21 Sep'17

Uber file lawsuit against Fetch for fraudulent advertisement


Bloomberg report ‘Uber is suing ad agency for click fraud’.


Uber are suing Fetch Media for fraudulent ads. They are aiming for at least $40 million for compensation. Bloomberg’s source are ‘people familiar with the matter, who asked not to be identified disclosing legal plans’.


Fetch’s responsibility is to buy ad placements and analyse how well they do, focusing on ads for mobile devices.


Uber are specifically accusing Fetch of running ads on websites that they did not want to be associated with, such as Breitbart, as well as Fetch’s claim for apps downloaded that they were not responsible for.


In response to the filed law suit, James Connolly, Fetch Chief Executive Officer, released the statement ‘We are shocked by Uber’s allegations which are unsubstantiated, completely without merit, and purposefully inflammatory so as to draw attention away from Uber’s unprofessional behavior and failure to pay suppliers,’


Connolly adds, “Fetch takes ad fraud extremely seriously and has been working with clients and suppliers to minimize its impact within ad networks,”


Talking to Campaign, Connolly, said they ‘had terminated its deal with Uber months ago after it stopped paying invoices for services provided by more than 50 small business suppliers engaged by Fetch to place Uber’s mobile advertising.’


Fetch may take fraud seriously, and deny the allegations, but with ’50 small businesses’ all working on Uber’s display advertisement, miscommunication within the network can occur.
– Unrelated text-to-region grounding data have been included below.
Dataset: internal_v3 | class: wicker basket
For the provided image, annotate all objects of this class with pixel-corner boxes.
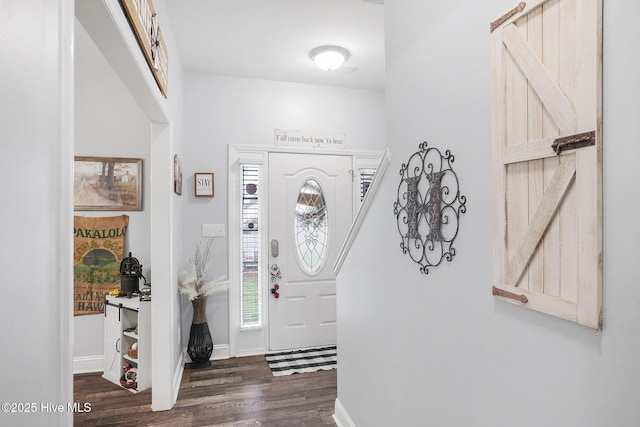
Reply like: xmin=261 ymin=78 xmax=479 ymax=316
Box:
xmin=128 ymin=345 xmax=138 ymax=359
xmin=120 ymin=376 xmax=137 ymax=389
xmin=120 ymin=366 xmax=138 ymax=389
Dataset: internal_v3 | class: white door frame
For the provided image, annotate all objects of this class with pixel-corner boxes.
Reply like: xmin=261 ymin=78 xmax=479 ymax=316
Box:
xmin=227 ymin=145 xmax=383 ymax=357
xmin=76 ymin=0 xmax=177 ymax=410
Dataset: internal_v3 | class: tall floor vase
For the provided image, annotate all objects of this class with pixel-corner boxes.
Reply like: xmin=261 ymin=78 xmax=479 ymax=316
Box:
xmin=187 ymin=296 xmax=213 ymax=369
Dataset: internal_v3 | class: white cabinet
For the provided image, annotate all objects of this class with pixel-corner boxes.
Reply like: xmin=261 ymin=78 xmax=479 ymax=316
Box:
xmin=103 ymin=295 xmax=151 ymax=393
xmin=103 ymin=303 xmax=122 ymax=384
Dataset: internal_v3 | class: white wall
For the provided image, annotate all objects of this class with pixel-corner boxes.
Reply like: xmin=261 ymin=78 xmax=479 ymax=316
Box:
xmin=0 ymin=0 xmax=74 ymax=425
xmin=73 ymin=19 xmax=152 ymax=372
xmin=182 ymin=73 xmax=385 ymax=355
xmin=336 ymin=1 xmax=640 ymax=426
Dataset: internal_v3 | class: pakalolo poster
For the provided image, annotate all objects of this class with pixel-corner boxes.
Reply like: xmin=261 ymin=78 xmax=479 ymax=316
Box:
xmin=74 ymin=215 xmax=129 ymax=315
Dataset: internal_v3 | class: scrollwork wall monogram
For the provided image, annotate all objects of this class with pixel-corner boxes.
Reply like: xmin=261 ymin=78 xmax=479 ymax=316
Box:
xmin=393 ymin=141 xmax=467 ymax=274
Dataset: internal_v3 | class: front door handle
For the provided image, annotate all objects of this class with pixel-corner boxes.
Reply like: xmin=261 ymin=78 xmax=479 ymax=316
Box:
xmin=271 ymin=239 xmax=279 ymax=257
xmin=270 ymin=264 xmax=282 ymax=298
xmin=270 ymin=264 xmax=282 ymax=283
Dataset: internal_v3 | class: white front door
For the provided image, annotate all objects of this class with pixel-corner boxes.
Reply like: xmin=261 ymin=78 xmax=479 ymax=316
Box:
xmin=268 ymin=153 xmax=352 ymax=350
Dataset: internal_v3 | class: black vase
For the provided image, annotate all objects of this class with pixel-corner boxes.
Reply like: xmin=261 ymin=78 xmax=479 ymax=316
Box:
xmin=187 ymin=322 xmax=213 ymax=368
xmin=187 ymin=297 xmax=213 ymax=368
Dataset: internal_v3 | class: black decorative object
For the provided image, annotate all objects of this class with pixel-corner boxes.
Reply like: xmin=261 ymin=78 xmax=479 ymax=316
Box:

In addition, it is a difficult to monitor all of those within the network to make sure they were complying with legislations.
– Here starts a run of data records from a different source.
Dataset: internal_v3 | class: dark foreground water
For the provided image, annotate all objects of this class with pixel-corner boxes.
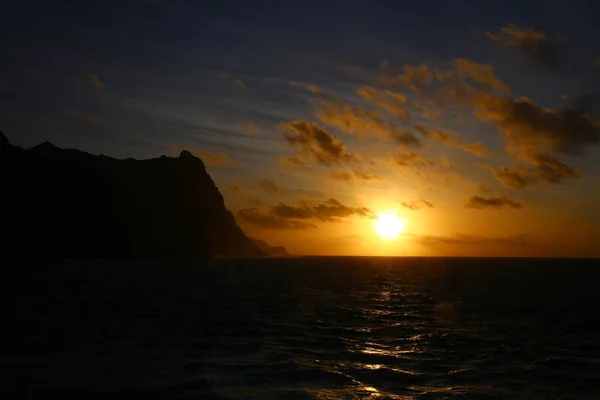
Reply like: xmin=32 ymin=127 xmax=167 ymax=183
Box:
xmin=2 ymin=257 xmax=600 ymax=399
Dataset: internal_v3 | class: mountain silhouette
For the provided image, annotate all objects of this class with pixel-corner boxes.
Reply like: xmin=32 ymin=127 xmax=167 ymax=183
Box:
xmin=0 ymin=132 xmax=264 ymax=260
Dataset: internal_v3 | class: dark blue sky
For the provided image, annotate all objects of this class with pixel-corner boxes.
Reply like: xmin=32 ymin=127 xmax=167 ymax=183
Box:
xmin=2 ymin=0 xmax=600 ymax=255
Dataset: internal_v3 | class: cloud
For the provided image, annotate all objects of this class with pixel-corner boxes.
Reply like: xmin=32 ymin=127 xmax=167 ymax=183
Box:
xmin=219 ymin=71 xmax=247 ymax=90
xmin=290 ymin=81 xmax=321 ymax=93
xmin=280 ymin=120 xmax=358 ymax=166
xmin=259 ymin=179 xmax=280 ymax=194
xmin=356 ymin=86 xmax=409 ymax=118
xmin=480 ymin=97 xmax=599 ymax=156
xmin=415 ymin=124 xmax=490 ymax=157
xmin=237 ymin=198 xmax=373 ymax=229
xmin=493 ymin=166 xmax=535 ymax=189
xmin=460 ymin=142 xmax=491 ymax=157
xmin=330 ymin=169 xmax=381 ymax=182
xmin=233 ymin=79 xmax=247 ymax=91
xmin=330 ymin=172 xmax=353 ymax=181
xmin=401 ymin=198 xmax=434 ymax=210
xmin=415 ymin=124 xmax=459 ymax=145
xmin=269 ymin=198 xmax=373 ymax=222
xmin=244 ymin=121 xmax=260 ymax=136
xmin=386 ymin=58 xmax=596 ymax=186
xmin=452 ymin=59 xmax=509 ymax=91
xmin=394 ymin=148 xmax=437 ymax=168
xmin=193 ymin=150 xmax=237 ymax=167
xmin=237 ymin=208 xmax=316 ymax=230
xmin=475 ymin=96 xmax=597 ymax=184
xmin=389 ymin=64 xmax=435 ymax=92
xmin=351 ymin=169 xmax=381 ymax=181
xmin=87 ymin=74 xmax=106 ymax=91
xmin=487 ymin=25 xmax=565 ymax=69
xmin=229 ymin=186 xmax=263 ymax=207
xmin=464 ymin=195 xmax=522 ymax=210
xmin=315 ymin=98 xmax=420 ymax=145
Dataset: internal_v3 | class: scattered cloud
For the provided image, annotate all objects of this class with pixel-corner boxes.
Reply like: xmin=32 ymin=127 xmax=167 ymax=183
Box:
xmin=233 ymin=79 xmax=247 ymax=91
xmin=315 ymin=98 xmax=420 ymax=145
xmin=259 ymin=179 xmax=280 ymax=194
xmin=229 ymin=186 xmax=263 ymax=207
xmin=330 ymin=171 xmax=353 ymax=181
xmin=389 ymin=64 xmax=435 ymax=92
xmin=280 ymin=120 xmax=358 ymax=166
xmin=219 ymin=71 xmax=247 ymax=90
xmin=87 ymin=73 xmax=106 ymax=91
xmin=415 ymin=124 xmax=459 ymax=146
xmin=493 ymin=166 xmax=535 ymax=189
xmin=486 ymin=24 xmax=565 ymax=69
xmin=269 ymin=198 xmax=373 ymax=222
xmin=290 ymin=81 xmax=321 ymax=93
xmin=460 ymin=142 xmax=491 ymax=157
xmin=415 ymin=124 xmax=491 ymax=157
xmin=394 ymin=148 xmax=437 ymax=168
xmin=330 ymin=169 xmax=381 ymax=182
xmin=384 ymin=58 xmax=596 ymax=186
xmin=401 ymin=198 xmax=434 ymax=210
xmin=464 ymin=195 xmax=522 ymax=210
xmin=351 ymin=169 xmax=381 ymax=181
xmin=441 ymin=156 xmax=454 ymax=168
xmin=237 ymin=198 xmax=373 ymax=230
xmin=244 ymin=121 xmax=260 ymax=136
xmin=356 ymin=86 xmax=409 ymax=118
xmin=475 ymin=96 xmax=595 ymax=184
xmin=237 ymin=207 xmax=316 ymax=230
In Digiday’s cover of the new story, they look at ‘Why the Uber-Fetch lawsuit won’t change anything’. One of these reasons for this covered is the ‘clients setting unfair objectives’. An executive, who remains anonymous, is quoted saying for companies to set agencies chasing volume of installs this ‘results in fraudulent activity because fraudsters follow the money.’


The anonymous speaker summaries, ‘Essentially, the digital media world rewards some level of fraudulence.’


On the other side, another anonymous executive is quoted saying, ‘mobile ad fraud has been known about for a while’ but many ‘have done little about it, mainly because they haven’t had to care about it.’



If Uber wins the case, then this will cost Fetch significantly. But it goes beyond this. It will significantly affect the rest of the ad industry. Companies will have more courage to act against fraudulent advertising.